An ultra-fast, lightweight, and 100% offline local AI subtitle assistant powered by Tauri, Vue 3, and SenseVoice-Small.
简体中文 | English
Shiyu Subtitle is an ultra-fast, lightweight, and 100% offline local AI subtitle assistant designed for creators, developers, and power users. By combining the high-performance speech recognition of SenseVoice-Small with the modern, efficient Tauri + Vue 3 desktop framework, Shiyu delivers a premium, distraction-free subtitle generation and editing experience directly on your local machine.
- 100% Local & Private: No cloud API keys, no network required. Your audio, video, and transcripts never leave your machine.
- SenseVoice-Small Powered: Ultra-fast voice-to-text inference utilizing optimized ONNX Runtime. Compresses 1 hour of audio transcription into less than 1 minute.
- Smart Speech Segmentation: Advanced bilingual segmenting algorithms for natural, human-readable line breaks, bypassing model-native limitations.
- Temporal Offset Compensation: Integrated -150ms latency compensation, perfectly aligning subtitles to the audio waveform and correcting SenseVoice CTC peak delays.
- Modern & Sleek UI: A premium dark-mode glassmorphism interface featuring smooth micro-animations, synchronized wave previews, and seamless timing navigation.
- Silent Daemon Management: Seamless, headless backend process lifecycle control. The Python API starts and terminates invisibly alongside the Tauri GUI—no annoying command prompt windows.
- CI/CD Ready: Ready-to-go GitHub Actions configuration for automated multi-platform compilation (Windows, macOS, and Linux) with platform-native Python packaging.
graph TD
A[Tauri GUI - Vue 3 / Vite] <-->|Local Localhost API| B[Python Daemon - FastAPI]
B -->|ONNX Runtime Inference| C[SenseVoice-Small Model]
A -->|Tauri Command| D[Silent Process Controller]
D -->|Spawns / Terminates| B
- Frontend: Vue 3, Vite, Naive UI, Lucide Icons, Web Audio API
- Tauri Core: Rust (System windowing, silent process daemonization, registry isolation)
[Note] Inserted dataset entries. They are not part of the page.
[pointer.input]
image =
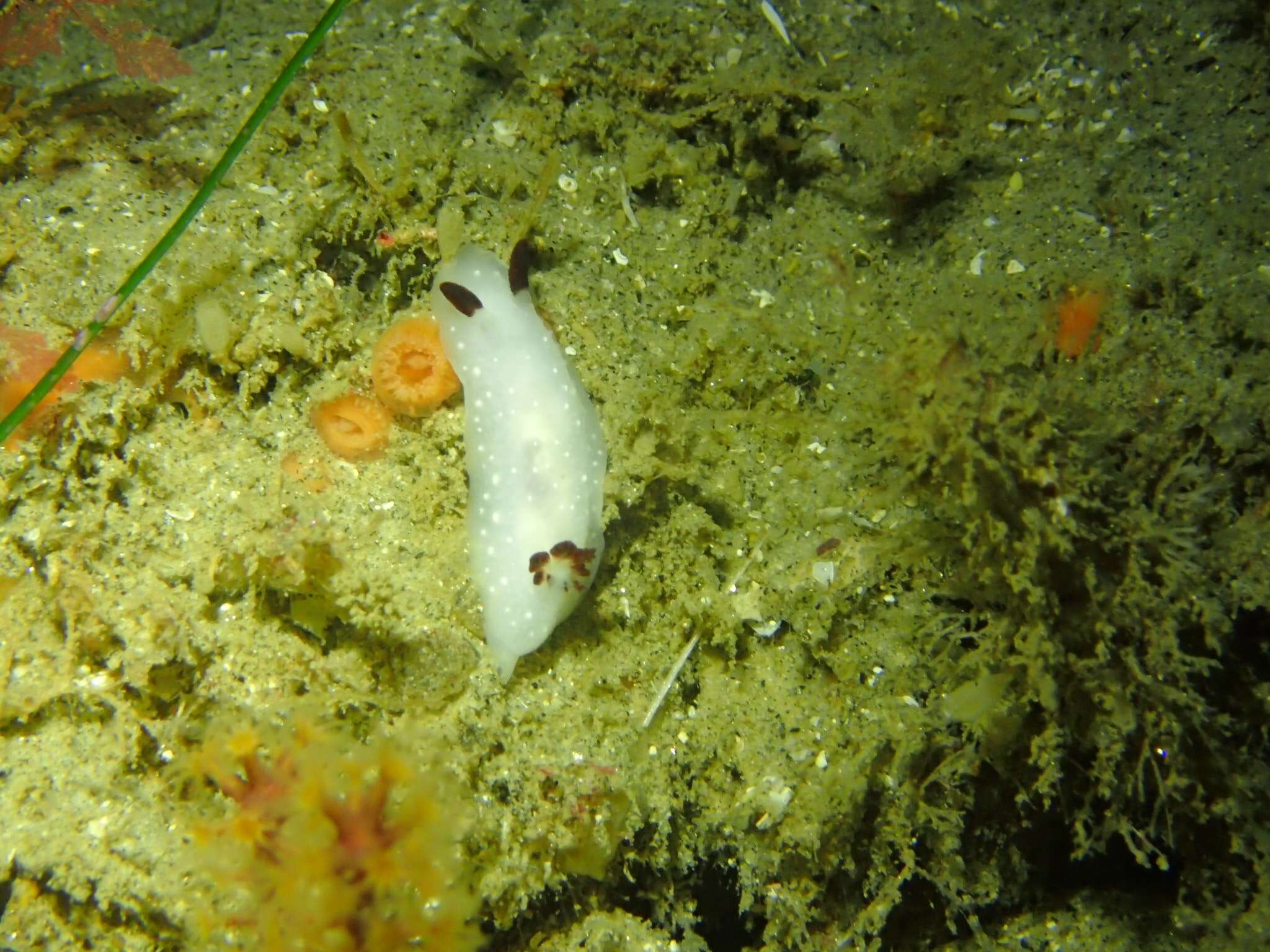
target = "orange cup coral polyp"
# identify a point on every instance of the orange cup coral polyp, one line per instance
(409, 368)
(353, 426)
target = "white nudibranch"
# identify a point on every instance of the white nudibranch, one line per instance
(535, 454)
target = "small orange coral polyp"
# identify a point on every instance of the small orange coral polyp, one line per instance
(353, 426)
(1077, 316)
(409, 368)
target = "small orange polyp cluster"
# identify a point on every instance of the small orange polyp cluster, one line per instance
(409, 368)
(1077, 318)
(353, 426)
(331, 845)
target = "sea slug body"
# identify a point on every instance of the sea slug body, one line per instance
(535, 454)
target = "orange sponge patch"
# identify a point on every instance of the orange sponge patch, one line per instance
(27, 357)
(409, 368)
(353, 426)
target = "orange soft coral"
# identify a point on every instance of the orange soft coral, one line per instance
(409, 368)
(27, 357)
(353, 426)
(1077, 318)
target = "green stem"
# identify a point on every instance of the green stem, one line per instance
(86, 335)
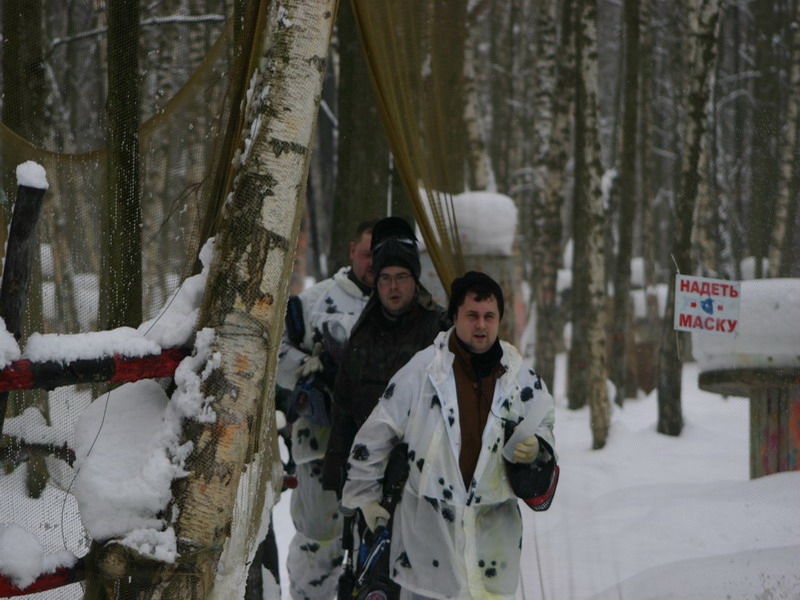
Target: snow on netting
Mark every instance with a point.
(185, 106)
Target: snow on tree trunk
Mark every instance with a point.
(702, 43)
(245, 304)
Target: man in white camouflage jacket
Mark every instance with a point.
(318, 325)
(457, 530)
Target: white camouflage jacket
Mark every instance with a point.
(336, 300)
(448, 540)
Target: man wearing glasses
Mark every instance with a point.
(400, 319)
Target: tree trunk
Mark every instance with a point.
(779, 249)
(121, 275)
(555, 68)
(627, 207)
(244, 306)
(701, 49)
(24, 111)
(588, 367)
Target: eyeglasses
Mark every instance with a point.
(399, 279)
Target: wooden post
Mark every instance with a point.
(774, 413)
(17, 269)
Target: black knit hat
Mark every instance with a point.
(478, 283)
(394, 245)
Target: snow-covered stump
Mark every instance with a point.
(760, 360)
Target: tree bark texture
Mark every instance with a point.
(785, 206)
(589, 337)
(121, 300)
(245, 303)
(704, 20)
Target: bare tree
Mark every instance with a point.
(362, 172)
(588, 370)
(627, 207)
(701, 51)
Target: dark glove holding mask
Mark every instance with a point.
(311, 397)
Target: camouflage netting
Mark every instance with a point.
(184, 67)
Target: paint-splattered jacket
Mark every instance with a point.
(449, 540)
(334, 300)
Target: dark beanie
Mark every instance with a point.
(394, 245)
(478, 283)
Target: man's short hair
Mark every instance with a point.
(364, 227)
(477, 283)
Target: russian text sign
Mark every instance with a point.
(703, 304)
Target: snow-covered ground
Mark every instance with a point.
(652, 517)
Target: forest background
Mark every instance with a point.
(637, 130)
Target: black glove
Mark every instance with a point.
(310, 399)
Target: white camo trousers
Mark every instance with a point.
(315, 552)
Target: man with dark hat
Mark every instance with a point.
(478, 424)
(318, 322)
(400, 319)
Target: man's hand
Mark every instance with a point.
(374, 515)
(527, 450)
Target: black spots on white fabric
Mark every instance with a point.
(360, 452)
(489, 570)
(448, 514)
(447, 489)
(320, 581)
(526, 394)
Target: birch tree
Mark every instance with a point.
(243, 314)
(627, 207)
(587, 357)
(701, 51)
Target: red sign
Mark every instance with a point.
(703, 304)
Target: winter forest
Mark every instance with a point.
(637, 140)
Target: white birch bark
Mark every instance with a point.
(235, 469)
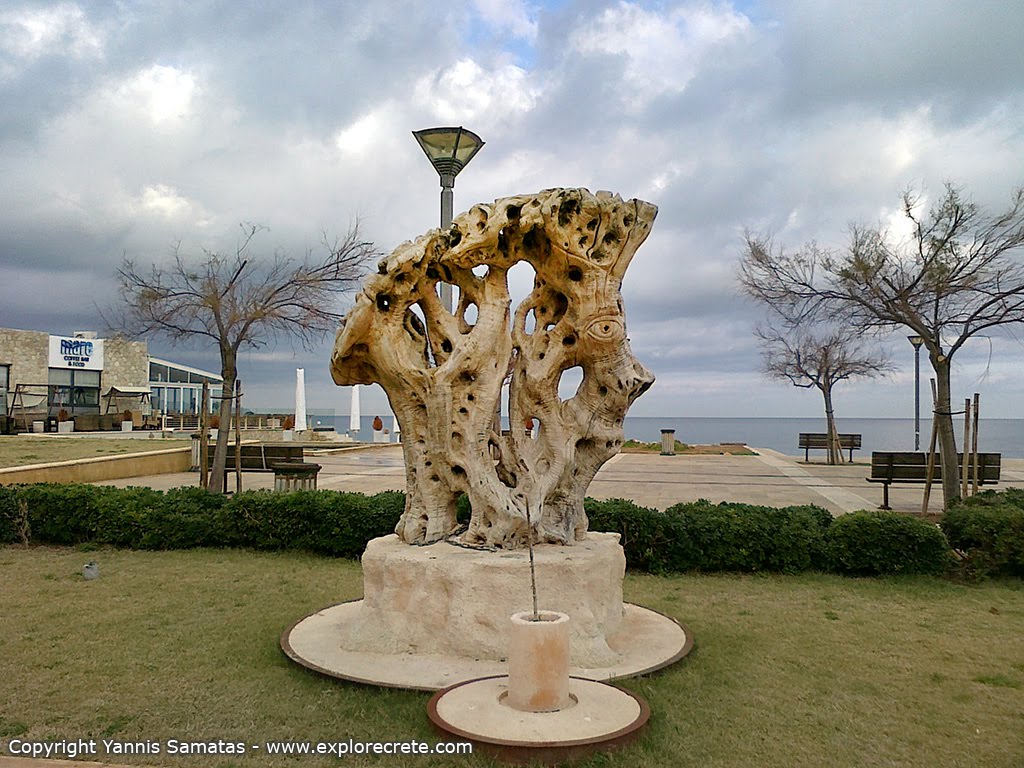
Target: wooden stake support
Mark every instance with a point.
(931, 453)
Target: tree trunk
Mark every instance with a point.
(835, 450)
(947, 436)
(228, 372)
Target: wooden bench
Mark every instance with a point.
(257, 458)
(911, 466)
(819, 440)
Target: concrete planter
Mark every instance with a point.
(539, 662)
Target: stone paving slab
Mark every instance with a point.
(770, 478)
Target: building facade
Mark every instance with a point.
(44, 374)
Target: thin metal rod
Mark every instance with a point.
(967, 451)
(916, 397)
(930, 476)
(238, 435)
(448, 197)
(974, 442)
(204, 435)
(532, 569)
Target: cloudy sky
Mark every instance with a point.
(129, 126)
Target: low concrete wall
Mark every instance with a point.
(102, 468)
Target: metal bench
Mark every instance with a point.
(819, 440)
(911, 466)
(257, 458)
(295, 476)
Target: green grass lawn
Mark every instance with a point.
(787, 671)
(18, 451)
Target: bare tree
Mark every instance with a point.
(238, 301)
(957, 274)
(820, 358)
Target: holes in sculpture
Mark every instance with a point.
(569, 382)
(567, 209)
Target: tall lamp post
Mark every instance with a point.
(449, 151)
(916, 341)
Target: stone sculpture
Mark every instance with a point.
(443, 372)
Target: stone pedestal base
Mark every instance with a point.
(454, 601)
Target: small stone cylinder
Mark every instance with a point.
(539, 662)
(668, 442)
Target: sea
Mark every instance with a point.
(994, 435)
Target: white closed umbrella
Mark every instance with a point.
(300, 399)
(353, 412)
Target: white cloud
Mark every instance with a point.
(30, 33)
(664, 50)
(164, 201)
(165, 92)
(467, 91)
(516, 16)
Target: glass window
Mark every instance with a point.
(87, 397)
(59, 376)
(189, 400)
(86, 378)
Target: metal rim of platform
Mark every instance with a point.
(289, 650)
(519, 751)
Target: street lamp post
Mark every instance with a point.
(916, 341)
(449, 151)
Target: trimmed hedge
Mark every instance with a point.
(327, 522)
(701, 536)
(988, 529)
(880, 543)
(693, 537)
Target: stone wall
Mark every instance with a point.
(126, 364)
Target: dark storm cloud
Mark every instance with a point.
(130, 127)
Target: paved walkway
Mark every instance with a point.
(652, 480)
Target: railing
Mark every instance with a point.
(249, 421)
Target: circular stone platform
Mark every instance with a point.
(645, 641)
(601, 717)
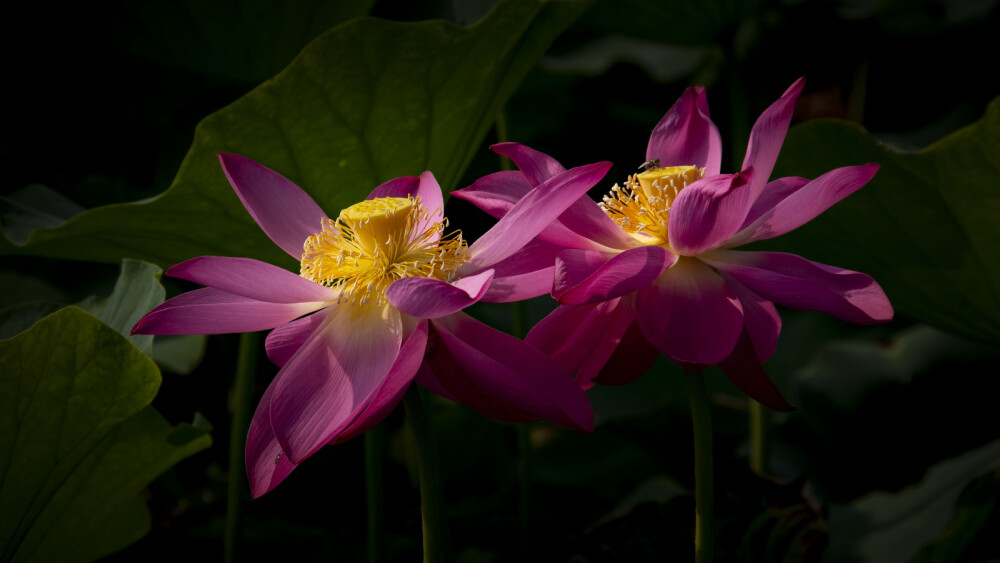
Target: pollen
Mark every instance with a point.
(642, 207)
(376, 242)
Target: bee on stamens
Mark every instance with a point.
(649, 165)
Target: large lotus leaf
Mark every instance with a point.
(363, 103)
(892, 527)
(927, 227)
(248, 40)
(78, 440)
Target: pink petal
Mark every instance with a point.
(266, 465)
(251, 278)
(632, 358)
(578, 281)
(794, 282)
(334, 376)
(429, 298)
(708, 212)
(686, 136)
(743, 368)
(531, 214)
(760, 318)
(526, 274)
(774, 192)
(425, 376)
(282, 342)
(495, 193)
(537, 167)
(690, 315)
(510, 373)
(284, 212)
(212, 311)
(410, 358)
(571, 333)
(804, 204)
(768, 134)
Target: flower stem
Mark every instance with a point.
(760, 443)
(375, 442)
(703, 470)
(432, 507)
(246, 370)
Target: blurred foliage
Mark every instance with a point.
(891, 452)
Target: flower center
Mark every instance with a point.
(376, 242)
(642, 207)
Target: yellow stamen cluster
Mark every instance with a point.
(642, 207)
(376, 242)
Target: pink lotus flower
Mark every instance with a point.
(652, 269)
(377, 305)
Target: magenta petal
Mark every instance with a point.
(708, 212)
(690, 315)
(773, 193)
(284, 212)
(686, 136)
(429, 298)
(571, 333)
(768, 134)
(251, 278)
(535, 166)
(743, 368)
(410, 358)
(794, 282)
(632, 358)
(805, 203)
(266, 465)
(282, 342)
(512, 373)
(212, 311)
(333, 377)
(577, 281)
(495, 193)
(531, 214)
(760, 318)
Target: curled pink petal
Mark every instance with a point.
(760, 318)
(768, 134)
(212, 311)
(333, 377)
(429, 298)
(266, 465)
(284, 212)
(743, 368)
(571, 333)
(805, 203)
(774, 192)
(495, 193)
(631, 359)
(251, 278)
(282, 342)
(531, 215)
(390, 393)
(536, 167)
(578, 281)
(794, 282)
(511, 373)
(686, 136)
(708, 212)
(690, 315)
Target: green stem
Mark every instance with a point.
(703, 470)
(501, 124)
(432, 507)
(246, 370)
(375, 443)
(760, 443)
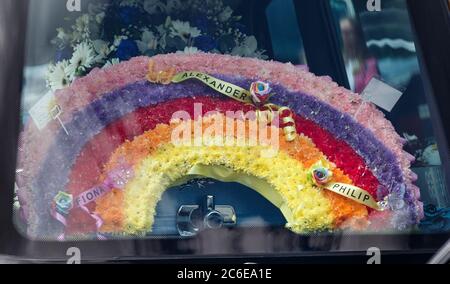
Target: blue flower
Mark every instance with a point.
(127, 49)
(205, 43)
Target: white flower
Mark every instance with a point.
(226, 14)
(130, 3)
(102, 49)
(111, 62)
(148, 41)
(81, 29)
(82, 59)
(62, 35)
(57, 77)
(189, 50)
(99, 17)
(184, 30)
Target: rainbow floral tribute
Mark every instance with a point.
(343, 169)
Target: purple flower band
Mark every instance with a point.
(54, 173)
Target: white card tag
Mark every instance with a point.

- Backend: FastAPI, Uvicorn, Python 3.10, ONNX Runtime (SenseVoice inference)
- Node.js (v18+) & npm
- Rust (stable toolchain)
- Python (3.10.x recommended)
- Clone the repository and navigate to the backend folder:
cd backend - Create a virtual environment and activate it:
python -m venv venv # On Windows: .\venv\Scripts\activate # On macOS/Linux: source venv/bin/activate
- Install dependencies:
pip install -r requirements.txt
- Download the SenseVoice-Small model (~230 MB) and place it in
models/sensevoice-small/:# From HuggingFace huggingface-cli download SenseVoiceSmall/model-onnx --local-dir models/sensevoice-small/ # Or download the ONNX model directly: # Download URL: https://huggingface.co/SenseVoiceSmall/model-onnx/resolve/main/model.onnx # Save to: models/sensevoice-small/model.onnx
⚠️ The model file is ~230 MB and is not included in the Git repository — download it separately.
- Navigate to the frontend directory:
cd ../frontend - Install Node dependencies:
npm install
- Run the application in development mode:
npm run tauri dev
This repository includes a professional GitHub Actions workflow located at .github/workflows/release.yml.
To compile and package installers for Windows (.msi/.exe), macOS (.dmg), and Linux (.deb) simultaneously:
- Push your code to GitHub.
- Create and push a version tag:
git tag v1.0.0 git push origin v1.0.0
- The runner will download the model from HuggingFace, compile Rust code, bundle native Python environments, and publish draft installers to your GitHub Releases.
This project is licensed under the MIT License.